Biebrich scarlet (C.I. 26905) is a molecule used in Lillie's trichrome. It is an anionic mono-azo dye, which is an important pigmenting agent in the textile and paper industries, used to color wool, silk, cotton, and papers. The dye was created in 1878 by the German chemist Rudolf Nietzki. He was employed by Kalle & Co. and completed his contributions on August of 1880, where he claimed to be the inventor of Biebrich scarlet. The name, Biebrich scarlet, originated from the location where a company, Kalle & Co., marketed the dye in Biebrich (Wiesbaden).

== Properties ==
Biebrich scarlet has two alternative structures: the keto form, with the IUPAC name of 2-[(2Z)-2-(2-oxonaphthalen-1-ylidene)hydrazinyl]-5-[(4-sulfonatophenyl)diazenyl]benzene-1-sulfonate, and the enol form, with the IUPAC name of 2-[(2-hydroxynaphthalen-1-yl)diazenyl]-5-[(4-sulfophenyl)diazenyl]benzene-1-sulfonic acid. The dye has molecular formula C_{22}H_{16}N_{4}O_{7}S_{2} and a molecular weight of 512.51 grams per mol. The sodium salt has molecular formula C_{22}H_{14}N_{4}Na_{2}O_{7}S_{2} and a molecular weight of 556.48 grams per mol. The wavelength of maximum absorbance of a solution of the dye is 510 nm.

== Environmental impacts and applications ==
Biebrich scarlet dyes are used to color hydrophobic materials like fats and oils. It's also one of the most often used dyes for plasma staining. The dye is an illegal dye for food additives because of its carcinogenic properties. Biebrich scarlet can have harmful effects on living and non-living organisms in natural water. This dye is strongly colored, and its presence in water bodies, even at low quantities (10-50 mg/L), can be detected, reducing the transparency of the water ecosystem. It also hinders the entry of sunlight into the water, affecting both zooplankton and phytoplankton in the water ecosystem, therefore the pollutant must be removed. Removal of the pollutant involves absorption, membrane filtration, precipitation, ozonation, fungal detachment, and electrochemical separation. Hydrogel absorbents have active sites to which the dye is held using electrostatic interactions. Photocatalysis allows for almost total degradation of Biebrich scarlet azo dye bonds in less than 10 hours. Degradation of Biebrich scarlet is also observed using lignin peroxidase enzyme from wood rotting fungus in the presence of mediators like 2-chloro-1,4-dimethoxybenzene.

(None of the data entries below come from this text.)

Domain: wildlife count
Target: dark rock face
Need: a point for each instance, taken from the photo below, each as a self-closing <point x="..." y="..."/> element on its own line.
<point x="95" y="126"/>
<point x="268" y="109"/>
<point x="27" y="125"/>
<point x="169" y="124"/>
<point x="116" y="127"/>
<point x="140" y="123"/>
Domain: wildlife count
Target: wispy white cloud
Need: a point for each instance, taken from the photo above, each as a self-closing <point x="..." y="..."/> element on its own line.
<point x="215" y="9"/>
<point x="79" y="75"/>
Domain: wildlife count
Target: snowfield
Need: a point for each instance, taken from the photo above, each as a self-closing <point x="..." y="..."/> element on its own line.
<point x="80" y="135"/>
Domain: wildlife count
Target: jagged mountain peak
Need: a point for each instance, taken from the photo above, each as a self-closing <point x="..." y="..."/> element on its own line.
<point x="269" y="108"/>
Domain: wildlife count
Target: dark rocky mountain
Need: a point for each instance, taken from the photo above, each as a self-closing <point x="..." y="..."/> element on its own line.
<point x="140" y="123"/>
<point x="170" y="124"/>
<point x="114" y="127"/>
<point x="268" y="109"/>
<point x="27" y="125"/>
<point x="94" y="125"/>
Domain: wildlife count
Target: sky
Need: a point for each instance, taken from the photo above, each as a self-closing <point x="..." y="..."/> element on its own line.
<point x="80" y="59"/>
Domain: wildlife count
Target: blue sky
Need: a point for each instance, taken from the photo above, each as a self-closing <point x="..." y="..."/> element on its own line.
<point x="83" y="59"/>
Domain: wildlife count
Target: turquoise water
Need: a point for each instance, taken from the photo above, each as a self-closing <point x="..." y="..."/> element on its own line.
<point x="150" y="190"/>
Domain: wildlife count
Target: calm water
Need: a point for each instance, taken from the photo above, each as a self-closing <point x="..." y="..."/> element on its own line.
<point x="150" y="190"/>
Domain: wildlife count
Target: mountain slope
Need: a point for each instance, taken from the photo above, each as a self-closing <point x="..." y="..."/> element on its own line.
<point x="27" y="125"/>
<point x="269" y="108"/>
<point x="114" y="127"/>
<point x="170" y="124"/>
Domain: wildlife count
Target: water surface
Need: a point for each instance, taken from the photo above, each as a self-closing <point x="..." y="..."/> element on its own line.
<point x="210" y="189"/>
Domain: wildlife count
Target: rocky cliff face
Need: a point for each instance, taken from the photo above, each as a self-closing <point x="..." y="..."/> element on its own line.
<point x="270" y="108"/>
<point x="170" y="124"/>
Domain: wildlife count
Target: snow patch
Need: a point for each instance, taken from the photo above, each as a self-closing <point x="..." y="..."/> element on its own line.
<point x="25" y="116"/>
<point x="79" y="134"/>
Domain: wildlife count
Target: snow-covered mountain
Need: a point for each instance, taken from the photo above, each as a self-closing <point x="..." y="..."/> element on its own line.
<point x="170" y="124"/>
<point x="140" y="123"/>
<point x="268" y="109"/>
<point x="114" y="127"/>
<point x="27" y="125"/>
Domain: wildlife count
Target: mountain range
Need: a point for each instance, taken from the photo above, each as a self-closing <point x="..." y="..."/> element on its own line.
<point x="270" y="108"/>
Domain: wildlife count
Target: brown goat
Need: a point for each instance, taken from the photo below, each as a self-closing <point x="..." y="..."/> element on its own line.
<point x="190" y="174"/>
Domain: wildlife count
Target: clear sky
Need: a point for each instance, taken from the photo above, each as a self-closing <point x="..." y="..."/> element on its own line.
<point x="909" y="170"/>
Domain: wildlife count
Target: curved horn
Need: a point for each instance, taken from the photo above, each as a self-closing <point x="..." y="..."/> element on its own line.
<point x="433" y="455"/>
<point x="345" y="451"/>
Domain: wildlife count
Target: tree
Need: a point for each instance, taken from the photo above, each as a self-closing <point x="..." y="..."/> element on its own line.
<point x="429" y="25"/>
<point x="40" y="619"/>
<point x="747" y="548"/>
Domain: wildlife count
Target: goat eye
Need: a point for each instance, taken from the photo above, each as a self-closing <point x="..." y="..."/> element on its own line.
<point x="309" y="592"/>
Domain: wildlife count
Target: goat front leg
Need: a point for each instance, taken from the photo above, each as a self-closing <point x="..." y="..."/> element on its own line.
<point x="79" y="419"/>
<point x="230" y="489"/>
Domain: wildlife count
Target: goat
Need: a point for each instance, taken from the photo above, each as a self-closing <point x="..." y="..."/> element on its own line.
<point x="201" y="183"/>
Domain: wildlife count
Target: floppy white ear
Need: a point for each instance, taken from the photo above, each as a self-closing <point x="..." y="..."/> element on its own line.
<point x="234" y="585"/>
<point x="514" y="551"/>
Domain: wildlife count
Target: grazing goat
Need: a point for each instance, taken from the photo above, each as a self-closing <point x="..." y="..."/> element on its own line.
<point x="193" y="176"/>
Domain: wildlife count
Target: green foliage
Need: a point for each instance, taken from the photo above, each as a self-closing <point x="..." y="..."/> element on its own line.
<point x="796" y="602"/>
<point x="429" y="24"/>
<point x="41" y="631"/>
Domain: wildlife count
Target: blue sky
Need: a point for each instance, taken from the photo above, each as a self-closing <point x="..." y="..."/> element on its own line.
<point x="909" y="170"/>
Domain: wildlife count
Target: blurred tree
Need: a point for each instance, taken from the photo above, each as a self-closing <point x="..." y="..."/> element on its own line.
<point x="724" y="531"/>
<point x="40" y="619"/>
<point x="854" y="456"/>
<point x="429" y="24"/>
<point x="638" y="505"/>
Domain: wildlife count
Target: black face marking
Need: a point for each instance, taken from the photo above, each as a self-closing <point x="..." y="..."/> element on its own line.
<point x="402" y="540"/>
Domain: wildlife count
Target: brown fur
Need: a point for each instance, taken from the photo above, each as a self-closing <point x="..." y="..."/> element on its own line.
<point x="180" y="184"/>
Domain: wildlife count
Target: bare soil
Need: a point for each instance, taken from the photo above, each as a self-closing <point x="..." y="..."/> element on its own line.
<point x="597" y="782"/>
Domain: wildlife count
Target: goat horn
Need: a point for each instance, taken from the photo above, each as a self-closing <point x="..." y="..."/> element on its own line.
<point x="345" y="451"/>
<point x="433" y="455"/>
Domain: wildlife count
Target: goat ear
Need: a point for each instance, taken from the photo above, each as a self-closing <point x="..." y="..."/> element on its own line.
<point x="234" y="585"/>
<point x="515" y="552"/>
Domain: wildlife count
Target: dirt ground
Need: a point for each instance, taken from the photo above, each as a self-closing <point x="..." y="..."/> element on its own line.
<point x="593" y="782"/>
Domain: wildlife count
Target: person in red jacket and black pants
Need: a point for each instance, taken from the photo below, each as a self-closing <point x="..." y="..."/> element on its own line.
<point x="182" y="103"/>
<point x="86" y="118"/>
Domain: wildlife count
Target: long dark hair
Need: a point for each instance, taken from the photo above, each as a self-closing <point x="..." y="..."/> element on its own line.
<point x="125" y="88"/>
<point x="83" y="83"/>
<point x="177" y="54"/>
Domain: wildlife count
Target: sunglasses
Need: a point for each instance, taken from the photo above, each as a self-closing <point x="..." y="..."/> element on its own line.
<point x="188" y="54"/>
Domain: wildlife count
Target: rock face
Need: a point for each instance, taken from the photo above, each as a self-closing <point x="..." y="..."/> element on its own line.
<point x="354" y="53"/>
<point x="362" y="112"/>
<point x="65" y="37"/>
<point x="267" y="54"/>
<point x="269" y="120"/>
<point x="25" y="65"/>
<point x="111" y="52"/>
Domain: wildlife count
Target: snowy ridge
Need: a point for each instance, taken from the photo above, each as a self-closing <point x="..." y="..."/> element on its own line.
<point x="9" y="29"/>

With such a significant impact on the environment and surrounding resources, researchers are working to reduce the dye's presence in water bodies. Studies have shown techniques to remove the red dye Biebrich Scarlet (BS) from water using UV light and nanophotocatalysts like TiO₂, ZnO, CdS, and ZnS. Among these, ZnO performed the best in dye removal. To enhance the process, researchers adjusted factors such as catalyst concentration (0.25-1.25 g/L), solution pH (3-11), and dye concentration (5-100 mg/L). Precipitation was used to form the ZnO nanoparticles, which were then studied utilizing advanced technologies (XRD, FT-IR, TGA, SEM, and TEM) to confirm their characteristics. Experiments revealed that, under optimal conditions, these produced ZnO particles beat commercial ZnO powders in dye breakdown. Furthermore, the study found that the produced ZnO could be reused well, making it a suitable material for water treatment applications.